L’immigrant retenu, refoulé, reconduit, repartira. Il recommencera jusqu’au succès ou jusqu’à la mort. Pourquoi partent-ils, ces jeunes africains ? Courent-ils après les richesses perdues de leur continent ? Suivent-ils le même itinéraire que les richesses de leur continent qui traversent les océans et les déserts, qui améliorent ailleurs les conditions d’existence d’autres hommes ?

Las d’errer, de vivre sans occupation, de survivre sans espoir, ils décident de prendre le chemin de l’immigration. Ils se lancent à la recherche d’une vie meilleure qui fuit à mesure qu’ils avancent. Et, pour cette vie qui fuit, ils prennent le risque de mourir.

Chefs africains et européens ! Savez-vous ce que ce rêve sordide de l’immigration que vous avez fait naître chez nos jeunes, coûte à l’Afrique noire ? Savez-vous ce que les départs douloureux que vous provoquez, causent au continent africain ? Combien d’enfants, de femmes et d’hommes sont morts dans la houle, sous l’écume ?

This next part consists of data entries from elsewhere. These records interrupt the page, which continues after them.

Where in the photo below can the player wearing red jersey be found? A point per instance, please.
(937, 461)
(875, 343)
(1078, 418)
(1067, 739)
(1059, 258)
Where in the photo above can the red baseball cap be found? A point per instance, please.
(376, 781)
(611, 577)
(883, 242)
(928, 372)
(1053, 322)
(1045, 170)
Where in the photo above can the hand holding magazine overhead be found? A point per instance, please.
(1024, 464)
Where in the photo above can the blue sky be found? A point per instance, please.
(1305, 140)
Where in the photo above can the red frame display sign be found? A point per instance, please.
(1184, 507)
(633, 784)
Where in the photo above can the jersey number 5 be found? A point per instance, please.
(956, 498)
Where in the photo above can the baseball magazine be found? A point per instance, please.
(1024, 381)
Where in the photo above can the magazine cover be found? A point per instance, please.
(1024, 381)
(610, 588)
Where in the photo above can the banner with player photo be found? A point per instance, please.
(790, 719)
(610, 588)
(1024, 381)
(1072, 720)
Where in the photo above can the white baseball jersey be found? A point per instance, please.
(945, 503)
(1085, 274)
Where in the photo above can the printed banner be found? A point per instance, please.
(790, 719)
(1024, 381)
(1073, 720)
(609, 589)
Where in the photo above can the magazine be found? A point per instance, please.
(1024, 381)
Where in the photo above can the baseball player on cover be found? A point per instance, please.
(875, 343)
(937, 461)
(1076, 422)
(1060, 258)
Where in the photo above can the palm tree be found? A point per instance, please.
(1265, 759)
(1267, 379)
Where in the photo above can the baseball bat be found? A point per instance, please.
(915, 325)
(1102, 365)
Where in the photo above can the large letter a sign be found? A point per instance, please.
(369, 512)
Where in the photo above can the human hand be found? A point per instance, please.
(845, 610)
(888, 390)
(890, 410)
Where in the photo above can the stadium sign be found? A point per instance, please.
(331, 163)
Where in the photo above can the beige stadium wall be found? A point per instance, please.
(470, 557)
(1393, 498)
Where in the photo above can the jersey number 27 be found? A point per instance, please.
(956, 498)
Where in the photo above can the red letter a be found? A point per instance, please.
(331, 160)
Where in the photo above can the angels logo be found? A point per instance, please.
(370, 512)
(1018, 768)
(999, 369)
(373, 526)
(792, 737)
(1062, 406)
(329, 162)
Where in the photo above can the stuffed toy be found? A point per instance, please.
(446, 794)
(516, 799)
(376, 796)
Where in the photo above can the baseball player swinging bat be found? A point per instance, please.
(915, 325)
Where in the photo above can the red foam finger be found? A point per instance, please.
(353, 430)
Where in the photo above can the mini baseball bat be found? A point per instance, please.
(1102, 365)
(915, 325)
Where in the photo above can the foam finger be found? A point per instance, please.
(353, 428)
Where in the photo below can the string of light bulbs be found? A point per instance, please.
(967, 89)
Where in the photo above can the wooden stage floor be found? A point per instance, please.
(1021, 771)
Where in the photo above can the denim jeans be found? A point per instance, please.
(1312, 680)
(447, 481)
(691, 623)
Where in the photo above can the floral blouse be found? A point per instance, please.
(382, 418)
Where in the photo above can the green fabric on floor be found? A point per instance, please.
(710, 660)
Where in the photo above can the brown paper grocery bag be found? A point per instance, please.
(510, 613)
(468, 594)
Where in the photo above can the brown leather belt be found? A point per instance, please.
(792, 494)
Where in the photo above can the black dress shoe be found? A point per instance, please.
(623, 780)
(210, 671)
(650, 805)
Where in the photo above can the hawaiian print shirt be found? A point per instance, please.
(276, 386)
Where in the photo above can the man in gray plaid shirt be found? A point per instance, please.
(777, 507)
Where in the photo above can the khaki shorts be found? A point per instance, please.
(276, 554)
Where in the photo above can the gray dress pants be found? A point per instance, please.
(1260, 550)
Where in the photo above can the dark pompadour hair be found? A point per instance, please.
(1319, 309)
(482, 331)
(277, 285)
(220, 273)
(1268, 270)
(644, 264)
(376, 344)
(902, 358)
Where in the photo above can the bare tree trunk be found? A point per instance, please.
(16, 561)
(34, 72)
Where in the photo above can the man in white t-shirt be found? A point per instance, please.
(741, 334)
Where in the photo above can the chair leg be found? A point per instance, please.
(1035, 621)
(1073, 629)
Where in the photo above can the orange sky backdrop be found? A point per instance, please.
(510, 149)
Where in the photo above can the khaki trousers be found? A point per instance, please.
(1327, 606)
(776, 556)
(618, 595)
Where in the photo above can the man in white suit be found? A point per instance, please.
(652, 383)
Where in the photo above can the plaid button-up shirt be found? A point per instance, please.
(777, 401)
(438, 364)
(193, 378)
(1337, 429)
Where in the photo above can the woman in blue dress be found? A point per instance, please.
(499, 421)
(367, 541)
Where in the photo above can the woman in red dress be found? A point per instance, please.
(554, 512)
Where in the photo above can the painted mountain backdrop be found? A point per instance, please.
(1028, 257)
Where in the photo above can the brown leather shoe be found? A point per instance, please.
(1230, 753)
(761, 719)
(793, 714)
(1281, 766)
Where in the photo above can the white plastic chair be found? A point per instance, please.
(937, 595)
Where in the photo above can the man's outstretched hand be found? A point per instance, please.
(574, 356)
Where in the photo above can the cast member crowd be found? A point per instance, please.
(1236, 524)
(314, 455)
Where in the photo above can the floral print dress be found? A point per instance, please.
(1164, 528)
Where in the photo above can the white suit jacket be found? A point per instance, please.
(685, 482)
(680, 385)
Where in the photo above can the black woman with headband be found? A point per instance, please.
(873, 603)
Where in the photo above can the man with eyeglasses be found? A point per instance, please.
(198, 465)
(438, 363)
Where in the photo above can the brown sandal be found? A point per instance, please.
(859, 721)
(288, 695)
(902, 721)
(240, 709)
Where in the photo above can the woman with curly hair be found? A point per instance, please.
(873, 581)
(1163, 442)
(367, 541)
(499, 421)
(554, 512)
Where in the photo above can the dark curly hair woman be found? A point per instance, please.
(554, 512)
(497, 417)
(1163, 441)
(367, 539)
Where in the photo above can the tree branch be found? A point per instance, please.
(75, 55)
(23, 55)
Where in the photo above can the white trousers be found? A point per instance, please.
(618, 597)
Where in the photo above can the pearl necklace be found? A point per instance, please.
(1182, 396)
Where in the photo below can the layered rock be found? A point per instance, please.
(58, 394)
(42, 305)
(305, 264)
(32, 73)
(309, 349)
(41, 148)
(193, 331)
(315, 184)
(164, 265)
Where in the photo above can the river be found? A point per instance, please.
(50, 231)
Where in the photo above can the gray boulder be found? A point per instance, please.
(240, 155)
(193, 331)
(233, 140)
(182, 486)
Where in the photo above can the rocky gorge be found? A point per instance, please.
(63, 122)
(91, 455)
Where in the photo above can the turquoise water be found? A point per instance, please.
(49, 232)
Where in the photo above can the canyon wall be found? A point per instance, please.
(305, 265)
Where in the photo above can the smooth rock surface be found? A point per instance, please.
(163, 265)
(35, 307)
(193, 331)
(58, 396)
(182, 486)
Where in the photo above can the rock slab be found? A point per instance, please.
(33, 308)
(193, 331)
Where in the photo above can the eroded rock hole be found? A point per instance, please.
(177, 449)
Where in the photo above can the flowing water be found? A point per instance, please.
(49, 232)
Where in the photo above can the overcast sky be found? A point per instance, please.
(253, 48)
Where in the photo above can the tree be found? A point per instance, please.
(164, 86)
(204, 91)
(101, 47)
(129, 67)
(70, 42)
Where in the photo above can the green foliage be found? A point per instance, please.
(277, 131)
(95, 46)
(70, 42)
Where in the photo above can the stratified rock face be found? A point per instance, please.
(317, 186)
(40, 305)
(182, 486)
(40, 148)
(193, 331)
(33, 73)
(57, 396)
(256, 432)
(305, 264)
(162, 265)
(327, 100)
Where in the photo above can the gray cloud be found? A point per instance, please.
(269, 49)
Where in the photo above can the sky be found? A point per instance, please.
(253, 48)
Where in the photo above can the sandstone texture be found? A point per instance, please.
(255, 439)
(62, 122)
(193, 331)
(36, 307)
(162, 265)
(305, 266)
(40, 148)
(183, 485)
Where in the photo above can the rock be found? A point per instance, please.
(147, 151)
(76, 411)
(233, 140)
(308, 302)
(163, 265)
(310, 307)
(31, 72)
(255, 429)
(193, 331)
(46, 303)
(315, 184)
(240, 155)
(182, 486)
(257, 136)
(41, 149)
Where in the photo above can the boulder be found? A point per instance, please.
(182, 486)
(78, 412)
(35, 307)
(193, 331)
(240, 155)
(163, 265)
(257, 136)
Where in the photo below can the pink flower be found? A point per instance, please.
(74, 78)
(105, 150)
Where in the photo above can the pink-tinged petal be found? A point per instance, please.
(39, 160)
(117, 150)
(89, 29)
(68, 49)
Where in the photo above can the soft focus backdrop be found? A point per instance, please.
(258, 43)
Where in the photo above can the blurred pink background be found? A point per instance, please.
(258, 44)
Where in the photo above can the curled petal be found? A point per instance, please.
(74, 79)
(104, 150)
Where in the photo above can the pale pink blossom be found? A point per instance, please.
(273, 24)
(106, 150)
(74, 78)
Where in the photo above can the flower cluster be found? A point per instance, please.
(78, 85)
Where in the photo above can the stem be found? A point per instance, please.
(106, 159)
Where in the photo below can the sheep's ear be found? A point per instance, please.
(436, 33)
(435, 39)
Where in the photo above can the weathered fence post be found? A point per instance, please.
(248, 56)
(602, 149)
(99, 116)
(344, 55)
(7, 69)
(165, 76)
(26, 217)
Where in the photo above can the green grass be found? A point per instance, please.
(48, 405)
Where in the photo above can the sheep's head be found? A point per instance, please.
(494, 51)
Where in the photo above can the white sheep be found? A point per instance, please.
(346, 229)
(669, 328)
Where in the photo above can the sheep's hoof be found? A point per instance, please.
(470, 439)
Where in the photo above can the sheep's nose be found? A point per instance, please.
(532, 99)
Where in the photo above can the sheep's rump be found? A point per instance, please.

Combiens ont péri dans les ergs, dans les regs ? Le savez-vous ? L’Afrique perd ceux qui partent, mais n’arrivent pas. Elle perd ceux qui arrivent, mais ne reviennent pas.

Migration, émigration, immigration, peu importe le vocable utilisé. Ces mots ont tous un dénominateur commun : le mouvement des hommes à l’intérieur ou à l’extérieur d’un pays, d’un continent. Aujourd’hui, c’est l’Europe qui se dit « envahie » et submergée par les migrants africains et ceux venant d’autres pays en conflits.

L’Amérique de Trump ne cesse, elle aussi, de s’agiter, menaçant de fermer ses portes. Mais l’on a bien vite oublié que ce sont les Européens, au dix-neuvième siècle, qui sont « descendus » pour « explorer » et « civiliser » l’Afrique, que l’Europe qualifiait de continent « an-historique ». Comment pourrions-nous, nous Africains, appeler ce mouvement des Européens vers nos terres, jadis ? Tourisme ? Besoin d’exotisme qui s’est accommodé du pillage des ressources de notre continent au profit de l’homme « évolué » ?

L’immigration des masses est le reflet de la monstruosité et du malaise de notre civilisation matérialiste à outrance et vide d’humanisme, parce qu’homicide et liberticide. L’immigration des masses théorise une question existentielle, celle du paysage politico-économique du monde. Un monde dont la situation n’a jamais été aussi précaire et incertaine qu’à ce vingt et unième siècle.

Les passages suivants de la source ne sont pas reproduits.